This Fall, Human Rights Watch declared Israel’s limitation of fuel supplies to Gaza collective punishment of a civilian population and thus a violation of international law. As the area’s humanitarian crisis worsens, grim headlines about the misery of Gazans have become all too familiar. I was moved to search the transcripts of the past 11 presidential debates to see if our presidential hopefuls were addressing the situation in Gaza or the larger issue of the Israeli-Palestinian conflict. What I found is troubling, though not entirely surprising given the bipartisan consensus to support Israel, right or wrong.
In nine of the 11 debates, the terms Israel, Palestinians, and Gaza were either never uttered or were mentioned once or twice peripherally. For instance, Joe Biden said at the October 30 NBC debate that Pakistan has missiles that can reach Israel. The two exceptions were the November 15 Democratic debate in Las Vegas, where Bill Richardson, unprompted, briefly outlined his ideas for a two-state solution, and the December 4 Democratic radio debate on NPR, in which moderator Robert Siegel posed the single question about Israel of the past 11 debates. Unfortunately, the query was effectively avoided. Excerpt of Edwards and Obama dodging, after the jump.
“When we do things that policymakers in Washington may think are rational, like very strong support of Israel, that also upsets a lot of those 1 billion Muslims you’ve described. How would you, Senator Edwards … answer the complaint that the U.S., in its support of Israel, is so pro-Israeli, it can’t be an evenhanded, honest broker of matters and is anti-Muslim?”

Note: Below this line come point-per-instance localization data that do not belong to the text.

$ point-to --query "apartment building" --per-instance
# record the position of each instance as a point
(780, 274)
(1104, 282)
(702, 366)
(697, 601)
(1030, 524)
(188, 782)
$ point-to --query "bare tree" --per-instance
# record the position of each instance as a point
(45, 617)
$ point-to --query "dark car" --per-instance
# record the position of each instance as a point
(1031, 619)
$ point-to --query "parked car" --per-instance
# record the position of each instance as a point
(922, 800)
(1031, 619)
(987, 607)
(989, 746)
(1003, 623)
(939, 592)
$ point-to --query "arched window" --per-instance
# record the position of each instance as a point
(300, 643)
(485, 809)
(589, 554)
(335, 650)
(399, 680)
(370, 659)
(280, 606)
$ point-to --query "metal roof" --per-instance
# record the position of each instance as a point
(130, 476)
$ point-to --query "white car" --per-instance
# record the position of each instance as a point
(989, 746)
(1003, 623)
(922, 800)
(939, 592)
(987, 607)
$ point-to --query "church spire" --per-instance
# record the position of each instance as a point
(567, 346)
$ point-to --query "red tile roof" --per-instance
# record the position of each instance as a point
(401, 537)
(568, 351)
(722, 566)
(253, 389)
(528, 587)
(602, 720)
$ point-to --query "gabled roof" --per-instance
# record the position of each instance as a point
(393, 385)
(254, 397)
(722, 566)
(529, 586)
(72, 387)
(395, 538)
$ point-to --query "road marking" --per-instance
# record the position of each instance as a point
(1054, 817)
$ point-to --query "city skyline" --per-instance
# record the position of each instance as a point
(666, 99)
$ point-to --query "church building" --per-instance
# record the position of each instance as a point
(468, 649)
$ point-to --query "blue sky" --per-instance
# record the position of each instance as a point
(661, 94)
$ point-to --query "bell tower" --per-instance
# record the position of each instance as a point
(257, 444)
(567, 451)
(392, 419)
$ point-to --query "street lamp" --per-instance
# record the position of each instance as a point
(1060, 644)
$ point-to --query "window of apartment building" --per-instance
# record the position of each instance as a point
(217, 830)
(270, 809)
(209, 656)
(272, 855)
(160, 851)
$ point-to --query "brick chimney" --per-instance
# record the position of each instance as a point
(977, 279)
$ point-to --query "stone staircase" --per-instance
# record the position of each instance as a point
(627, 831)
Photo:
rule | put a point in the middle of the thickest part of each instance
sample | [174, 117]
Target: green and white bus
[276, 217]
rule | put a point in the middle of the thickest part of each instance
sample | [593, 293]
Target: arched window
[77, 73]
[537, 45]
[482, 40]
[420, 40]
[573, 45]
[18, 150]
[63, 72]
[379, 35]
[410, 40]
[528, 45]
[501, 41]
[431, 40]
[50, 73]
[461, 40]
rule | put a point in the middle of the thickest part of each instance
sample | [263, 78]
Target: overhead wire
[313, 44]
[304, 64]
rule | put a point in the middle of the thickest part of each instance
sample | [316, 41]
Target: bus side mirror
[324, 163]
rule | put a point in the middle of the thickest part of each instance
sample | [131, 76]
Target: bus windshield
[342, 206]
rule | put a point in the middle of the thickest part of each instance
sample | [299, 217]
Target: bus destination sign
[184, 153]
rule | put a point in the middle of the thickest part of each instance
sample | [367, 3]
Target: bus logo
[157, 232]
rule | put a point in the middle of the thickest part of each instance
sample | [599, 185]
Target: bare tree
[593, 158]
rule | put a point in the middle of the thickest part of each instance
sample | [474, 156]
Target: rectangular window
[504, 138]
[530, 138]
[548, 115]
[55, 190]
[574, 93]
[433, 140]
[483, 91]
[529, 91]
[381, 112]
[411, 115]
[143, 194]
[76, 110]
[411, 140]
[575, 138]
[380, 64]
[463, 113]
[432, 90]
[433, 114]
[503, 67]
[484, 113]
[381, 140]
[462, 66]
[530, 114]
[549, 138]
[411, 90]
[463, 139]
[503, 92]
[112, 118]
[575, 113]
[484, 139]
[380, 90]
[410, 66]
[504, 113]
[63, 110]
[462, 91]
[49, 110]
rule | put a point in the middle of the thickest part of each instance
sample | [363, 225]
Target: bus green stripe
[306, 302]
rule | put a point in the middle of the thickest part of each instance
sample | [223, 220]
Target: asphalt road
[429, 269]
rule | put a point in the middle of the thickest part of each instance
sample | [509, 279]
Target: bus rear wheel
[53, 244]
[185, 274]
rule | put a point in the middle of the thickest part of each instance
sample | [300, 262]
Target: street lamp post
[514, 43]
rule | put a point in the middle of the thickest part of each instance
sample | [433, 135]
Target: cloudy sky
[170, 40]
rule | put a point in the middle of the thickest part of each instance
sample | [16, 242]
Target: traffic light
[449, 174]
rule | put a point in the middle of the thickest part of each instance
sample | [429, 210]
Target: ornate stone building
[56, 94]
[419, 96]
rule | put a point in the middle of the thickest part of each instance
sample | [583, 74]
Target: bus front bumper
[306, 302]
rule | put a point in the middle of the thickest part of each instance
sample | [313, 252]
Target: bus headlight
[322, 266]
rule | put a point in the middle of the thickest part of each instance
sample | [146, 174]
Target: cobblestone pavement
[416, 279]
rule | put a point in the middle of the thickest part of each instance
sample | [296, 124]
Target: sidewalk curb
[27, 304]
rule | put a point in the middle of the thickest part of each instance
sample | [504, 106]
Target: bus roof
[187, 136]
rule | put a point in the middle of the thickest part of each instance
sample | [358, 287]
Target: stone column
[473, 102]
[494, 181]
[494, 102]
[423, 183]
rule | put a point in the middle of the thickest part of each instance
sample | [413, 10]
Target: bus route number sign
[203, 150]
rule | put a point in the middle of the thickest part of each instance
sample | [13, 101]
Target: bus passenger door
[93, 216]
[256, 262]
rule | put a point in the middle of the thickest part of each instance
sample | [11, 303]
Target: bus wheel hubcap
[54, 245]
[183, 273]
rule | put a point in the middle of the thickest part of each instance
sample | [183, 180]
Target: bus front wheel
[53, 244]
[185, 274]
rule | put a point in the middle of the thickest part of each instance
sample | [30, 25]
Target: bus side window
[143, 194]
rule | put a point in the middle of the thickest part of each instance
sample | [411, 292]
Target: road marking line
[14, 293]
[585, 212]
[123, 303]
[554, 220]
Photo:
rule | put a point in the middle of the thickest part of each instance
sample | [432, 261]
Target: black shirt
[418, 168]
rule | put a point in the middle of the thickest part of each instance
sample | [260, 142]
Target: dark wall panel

Edwards proceeds to ignore the question, makes a point about Ahmadinejad and says to improve relations with Muslims we must “help make education available to fight global poverty.” He makes no mention of Israel/Palestine. Siegel then turns to Obama. The senator says we need to close Guantanamo and talk not just to our friends but to our enemies. He, like Edwards, doesn’t touch the Israel issue. To their credit, Dodd and Kucinich do a much better job at engaging.
So in the past 11 debates the grand total of references to the Gaza Strip is zero. Considering that Israel is our biggest ally in the Middle East and the biggest recipient of U.S. aid in the world, isn’t it about time the candidates were asked what they think of our ally’s destructive policies in Gaza? Will any moderator have the courage to pose the question?